Configuring HAProxy for Domain and Subdomain on pfSense

Overview

In this article, we will configure HAProxy on pfSense to handle requests for a main domain and a subdomain. The current setup allows access to both services, but there is an issue with session persistence that needs to be resolved.

Current Setup

The architecture is as follows:

Internet -> pfSense Firewall -> HAProxy -> SRV1 (192.168.100.1) domain.com
                     -> SRV2 (192.168.100.2) srv2.domain.com

Problem Statement

While accessing domain.com and srv2.domain.com works correctly in separate tabs, switching between them leads to unexpected behavior where one tab redirects to the other.
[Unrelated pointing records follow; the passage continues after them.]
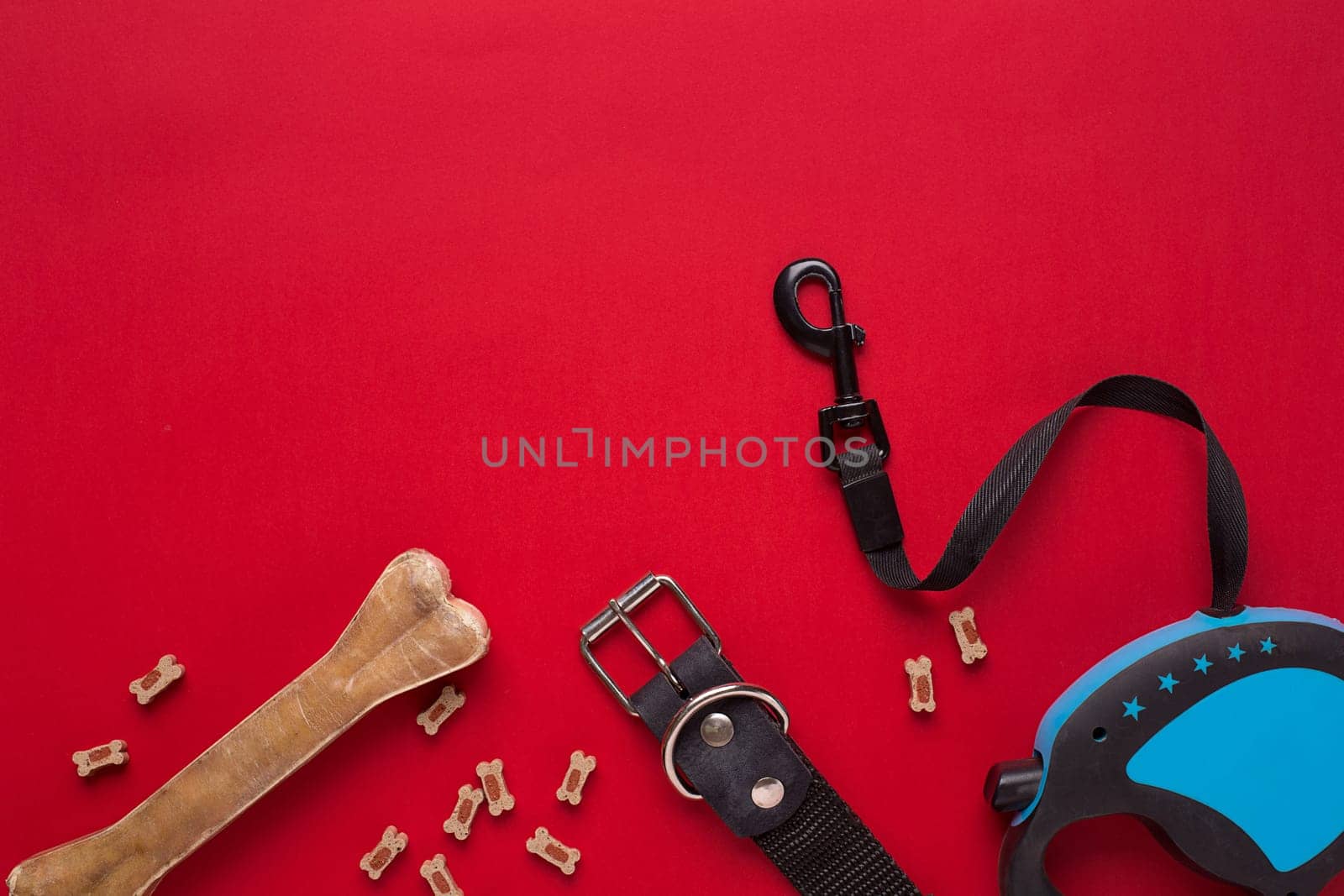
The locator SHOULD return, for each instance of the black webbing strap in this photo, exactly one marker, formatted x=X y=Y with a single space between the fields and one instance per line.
x=812 y=836
x=824 y=849
x=873 y=506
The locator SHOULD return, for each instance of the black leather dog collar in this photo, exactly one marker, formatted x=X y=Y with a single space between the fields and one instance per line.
x=723 y=746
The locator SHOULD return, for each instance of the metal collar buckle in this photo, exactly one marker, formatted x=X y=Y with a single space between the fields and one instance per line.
x=620 y=610
x=837 y=343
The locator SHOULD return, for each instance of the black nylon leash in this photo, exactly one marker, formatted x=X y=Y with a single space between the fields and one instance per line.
x=871 y=501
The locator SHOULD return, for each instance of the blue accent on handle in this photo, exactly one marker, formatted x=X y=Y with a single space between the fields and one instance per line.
x=1276 y=775
x=1136 y=651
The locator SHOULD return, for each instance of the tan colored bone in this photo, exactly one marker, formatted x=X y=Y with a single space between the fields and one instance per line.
x=91 y=761
x=492 y=782
x=921 y=684
x=440 y=880
x=571 y=789
x=464 y=813
x=448 y=703
x=968 y=636
x=376 y=860
x=154 y=683
x=409 y=631
x=553 y=851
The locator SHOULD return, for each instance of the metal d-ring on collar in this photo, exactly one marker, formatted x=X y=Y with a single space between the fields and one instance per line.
x=707 y=699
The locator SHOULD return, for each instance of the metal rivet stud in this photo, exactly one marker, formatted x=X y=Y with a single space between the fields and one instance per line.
x=768 y=793
x=717 y=730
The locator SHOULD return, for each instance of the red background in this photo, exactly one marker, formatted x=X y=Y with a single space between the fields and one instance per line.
x=270 y=275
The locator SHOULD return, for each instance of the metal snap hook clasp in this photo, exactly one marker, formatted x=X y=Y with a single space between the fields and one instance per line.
x=815 y=338
x=837 y=343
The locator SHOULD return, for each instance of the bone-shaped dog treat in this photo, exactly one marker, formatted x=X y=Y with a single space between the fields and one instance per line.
x=921 y=684
x=968 y=636
x=409 y=631
x=91 y=761
x=492 y=782
x=571 y=789
x=553 y=851
x=376 y=860
x=158 y=679
x=464 y=813
x=440 y=882
x=448 y=703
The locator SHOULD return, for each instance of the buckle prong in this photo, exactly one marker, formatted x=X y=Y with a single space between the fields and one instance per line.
x=620 y=610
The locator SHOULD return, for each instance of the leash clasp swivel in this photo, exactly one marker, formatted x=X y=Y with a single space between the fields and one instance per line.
x=837 y=343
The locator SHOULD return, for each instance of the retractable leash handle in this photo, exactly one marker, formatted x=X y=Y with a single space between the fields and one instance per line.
x=1221 y=731
x=726 y=741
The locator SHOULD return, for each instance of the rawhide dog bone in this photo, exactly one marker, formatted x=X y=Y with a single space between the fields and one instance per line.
x=440 y=882
x=409 y=631
x=91 y=761
x=376 y=860
x=448 y=703
x=154 y=683
x=553 y=851
x=492 y=782
x=571 y=789
x=921 y=684
x=968 y=636
x=464 y=813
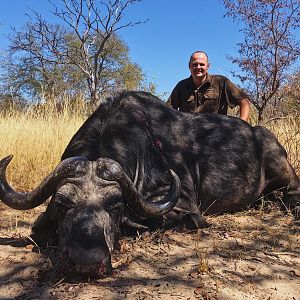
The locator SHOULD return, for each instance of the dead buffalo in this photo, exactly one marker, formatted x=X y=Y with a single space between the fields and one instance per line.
x=137 y=162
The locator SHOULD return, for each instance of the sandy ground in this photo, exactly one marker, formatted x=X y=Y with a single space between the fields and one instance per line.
x=250 y=255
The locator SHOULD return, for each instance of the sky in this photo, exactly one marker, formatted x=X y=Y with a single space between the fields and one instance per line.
x=162 y=45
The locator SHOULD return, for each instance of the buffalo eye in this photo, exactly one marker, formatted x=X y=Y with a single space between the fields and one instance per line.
x=109 y=172
x=114 y=208
x=64 y=201
x=81 y=169
x=113 y=204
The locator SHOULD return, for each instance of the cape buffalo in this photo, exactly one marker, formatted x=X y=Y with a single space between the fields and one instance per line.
x=137 y=162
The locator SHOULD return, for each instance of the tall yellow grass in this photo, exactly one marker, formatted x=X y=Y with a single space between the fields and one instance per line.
x=38 y=137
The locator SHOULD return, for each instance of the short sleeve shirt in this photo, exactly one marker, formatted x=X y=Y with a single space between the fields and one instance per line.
x=213 y=96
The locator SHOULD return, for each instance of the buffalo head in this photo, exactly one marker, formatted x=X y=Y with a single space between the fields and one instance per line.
x=90 y=200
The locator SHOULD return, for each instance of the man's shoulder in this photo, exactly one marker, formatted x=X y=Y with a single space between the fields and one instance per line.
x=184 y=82
x=217 y=77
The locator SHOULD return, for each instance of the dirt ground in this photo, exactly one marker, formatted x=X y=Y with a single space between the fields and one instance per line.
x=249 y=255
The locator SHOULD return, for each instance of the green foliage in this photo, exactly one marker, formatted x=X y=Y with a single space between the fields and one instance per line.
x=270 y=48
x=86 y=57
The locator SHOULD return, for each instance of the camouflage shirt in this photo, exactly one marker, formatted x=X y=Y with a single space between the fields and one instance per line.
x=213 y=96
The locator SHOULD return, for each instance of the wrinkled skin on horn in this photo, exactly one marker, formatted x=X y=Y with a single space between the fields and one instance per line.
x=90 y=201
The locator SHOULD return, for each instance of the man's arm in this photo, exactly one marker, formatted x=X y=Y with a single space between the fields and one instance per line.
x=244 y=109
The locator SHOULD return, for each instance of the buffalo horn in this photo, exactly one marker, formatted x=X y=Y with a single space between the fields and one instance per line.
x=46 y=188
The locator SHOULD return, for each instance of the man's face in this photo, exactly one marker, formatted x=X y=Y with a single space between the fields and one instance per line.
x=199 y=66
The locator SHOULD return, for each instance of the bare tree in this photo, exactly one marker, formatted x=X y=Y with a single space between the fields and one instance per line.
x=85 y=41
x=270 y=48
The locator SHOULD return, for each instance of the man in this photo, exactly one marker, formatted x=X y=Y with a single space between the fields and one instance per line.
x=202 y=92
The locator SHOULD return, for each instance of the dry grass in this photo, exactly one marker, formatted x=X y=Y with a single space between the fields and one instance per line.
x=38 y=137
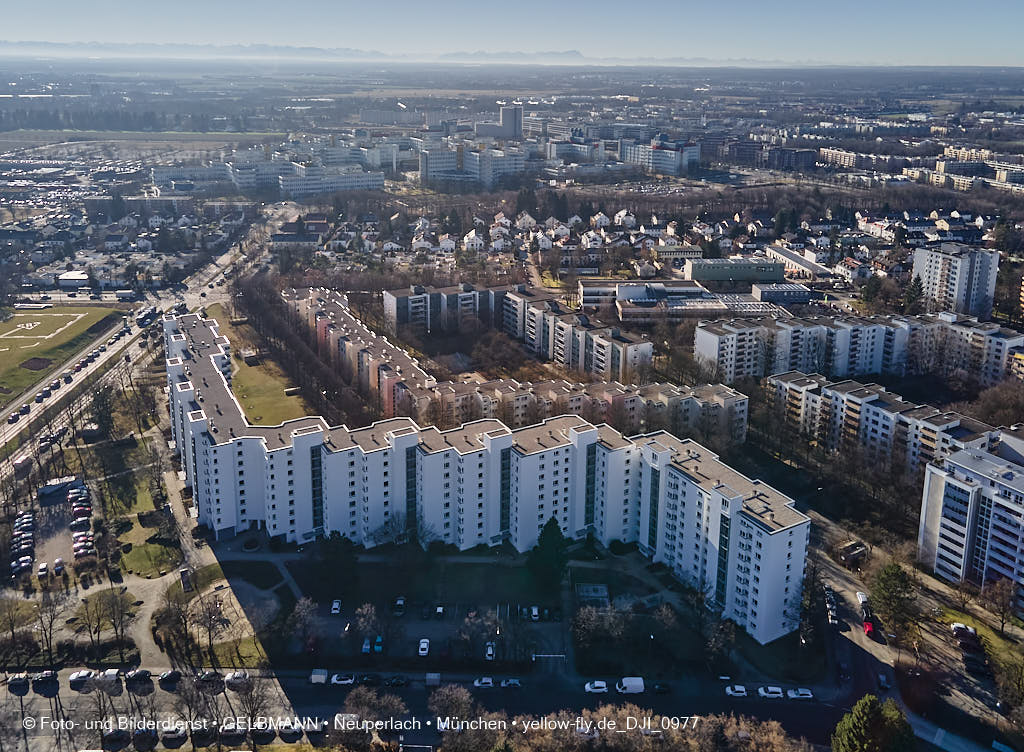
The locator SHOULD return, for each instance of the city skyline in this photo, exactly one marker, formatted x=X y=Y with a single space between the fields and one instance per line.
x=799 y=34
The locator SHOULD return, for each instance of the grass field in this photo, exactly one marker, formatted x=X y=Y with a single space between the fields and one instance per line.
x=442 y=582
x=260 y=388
x=35 y=343
x=147 y=557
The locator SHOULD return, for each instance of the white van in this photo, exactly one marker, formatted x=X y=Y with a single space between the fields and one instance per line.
x=630 y=685
x=110 y=676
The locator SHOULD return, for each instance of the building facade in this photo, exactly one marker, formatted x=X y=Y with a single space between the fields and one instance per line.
x=737 y=539
x=971 y=511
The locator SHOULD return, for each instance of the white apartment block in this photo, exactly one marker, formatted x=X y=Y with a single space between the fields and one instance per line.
x=851 y=416
x=971 y=514
x=396 y=384
x=850 y=346
x=482 y=483
x=957 y=277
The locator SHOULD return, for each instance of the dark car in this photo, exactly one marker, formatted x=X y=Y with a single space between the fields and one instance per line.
x=174 y=738
x=170 y=677
x=202 y=736
x=262 y=734
x=231 y=734
x=115 y=738
x=144 y=739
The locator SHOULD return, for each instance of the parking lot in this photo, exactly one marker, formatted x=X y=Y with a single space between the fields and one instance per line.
x=55 y=536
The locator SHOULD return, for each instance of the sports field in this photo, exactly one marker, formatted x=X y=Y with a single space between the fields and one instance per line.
x=35 y=343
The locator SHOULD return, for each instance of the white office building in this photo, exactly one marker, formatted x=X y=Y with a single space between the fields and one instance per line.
x=739 y=540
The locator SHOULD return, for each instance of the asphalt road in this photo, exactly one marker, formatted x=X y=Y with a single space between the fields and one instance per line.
x=541 y=694
x=196 y=295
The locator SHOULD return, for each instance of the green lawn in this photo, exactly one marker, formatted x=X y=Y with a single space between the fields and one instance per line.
x=202 y=579
x=147 y=559
x=263 y=575
x=25 y=612
x=50 y=334
x=260 y=388
x=999 y=648
x=244 y=653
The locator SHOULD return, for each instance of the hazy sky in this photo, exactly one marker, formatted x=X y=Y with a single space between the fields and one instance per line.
x=901 y=32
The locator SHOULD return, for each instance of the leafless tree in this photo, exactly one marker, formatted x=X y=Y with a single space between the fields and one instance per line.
x=118 y=612
x=255 y=702
x=303 y=619
x=49 y=614
x=92 y=617
x=206 y=616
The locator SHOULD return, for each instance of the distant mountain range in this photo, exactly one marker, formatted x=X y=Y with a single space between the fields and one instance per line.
x=279 y=52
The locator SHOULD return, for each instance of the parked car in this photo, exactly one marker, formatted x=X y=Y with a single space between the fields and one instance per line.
x=80 y=679
x=174 y=738
x=238 y=680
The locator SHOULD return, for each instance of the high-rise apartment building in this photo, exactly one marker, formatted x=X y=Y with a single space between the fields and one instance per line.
x=957 y=277
x=736 y=539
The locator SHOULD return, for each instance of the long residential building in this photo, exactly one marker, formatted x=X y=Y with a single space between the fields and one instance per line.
x=534 y=317
x=847 y=416
x=849 y=346
x=972 y=514
x=737 y=539
x=397 y=385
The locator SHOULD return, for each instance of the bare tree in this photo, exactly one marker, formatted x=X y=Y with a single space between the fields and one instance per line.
x=302 y=621
x=367 y=621
x=964 y=593
x=119 y=614
x=207 y=617
x=255 y=703
x=999 y=597
x=92 y=617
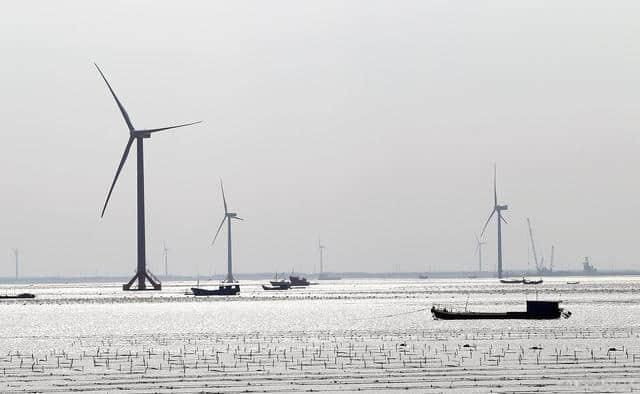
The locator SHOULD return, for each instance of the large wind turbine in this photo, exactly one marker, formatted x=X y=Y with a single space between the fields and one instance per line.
x=165 y=253
x=142 y=274
x=321 y=247
x=228 y=216
x=497 y=208
x=479 y=252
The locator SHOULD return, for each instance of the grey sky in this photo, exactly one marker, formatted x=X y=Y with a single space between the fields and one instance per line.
x=372 y=123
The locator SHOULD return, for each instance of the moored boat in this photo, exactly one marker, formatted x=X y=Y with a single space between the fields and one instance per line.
x=17 y=296
x=283 y=287
x=221 y=290
x=298 y=281
x=511 y=281
x=535 y=310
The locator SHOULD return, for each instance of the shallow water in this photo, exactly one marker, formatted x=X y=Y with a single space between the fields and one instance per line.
x=342 y=335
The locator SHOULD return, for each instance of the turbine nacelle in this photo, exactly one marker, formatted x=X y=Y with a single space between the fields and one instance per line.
x=141 y=134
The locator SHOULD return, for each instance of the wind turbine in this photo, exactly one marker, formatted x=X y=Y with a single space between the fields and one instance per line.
x=497 y=208
x=165 y=253
x=228 y=216
x=138 y=135
x=479 y=252
x=16 y=253
x=321 y=247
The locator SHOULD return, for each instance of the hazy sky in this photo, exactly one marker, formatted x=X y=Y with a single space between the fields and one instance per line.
x=374 y=124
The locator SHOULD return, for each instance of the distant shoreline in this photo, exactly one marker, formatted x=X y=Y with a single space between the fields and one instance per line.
x=343 y=275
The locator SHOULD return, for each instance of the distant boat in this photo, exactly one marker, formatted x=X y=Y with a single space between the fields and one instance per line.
x=279 y=282
x=298 y=281
x=325 y=276
x=535 y=310
x=21 y=295
x=511 y=281
x=222 y=290
x=286 y=286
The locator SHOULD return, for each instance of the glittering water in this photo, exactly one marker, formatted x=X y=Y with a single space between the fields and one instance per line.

This issue arises due to session handling in HAProxy.

HAProxy Configuration

Here’s the current configuration for HAProxy:

# Define ACLs for domain and subdomain
acl host_srv2 hdr_dom(host) -i srv2.domain.com
acl host_domain hdr_dom(host) -i domain.com

# Use backends based on the ACLs
use_backend srv2 if host_srv2
use_backend domain if host_domain

# Backend configuration for srv2
backend srv2
    balance roundrobin
    option httpclose
    option forwardfor
    cookie JSESSIONID prefix
    server srv2 192.168.100.2:80 check

# Backend configuration for domain
backend domain
    balance roundrobin
    option httpclose
    option forwardfor
    cookie JSESSIONID prefix
    server domain 192.168.100.1:80 check

Suggested Modifications

To address the session persistence issue, consider implementing sticky sessions. This can be achieved by modifying the cookie settings in your backend configurations. Here’s an example of how to adjust the cookie settings:

# Backend configuration for srv2 with sticky sessions
backend srv2
    balance roundrobin
    option httpclose
    option forwardfor
    cookie JSESSIONID insert indirect
    server srv2 192.168.100.2:80 check

# Backend configuration for domain with sticky sessions
backend domain
    balance roundrobin
    option httpclose
    option forwardfor
    cookie JSESSIONID insert indirect
    server domain 192.168.100.1:80 check

Conclusion

By implementing sticky sessions, you can ensure that users remain connected to the correct backend server when switching between tabs. This configuration should resolve the redirection issue you are experiencing. If you continue to face challenges, consider reviewing the HAProxy logs for further insights into the traffic flow.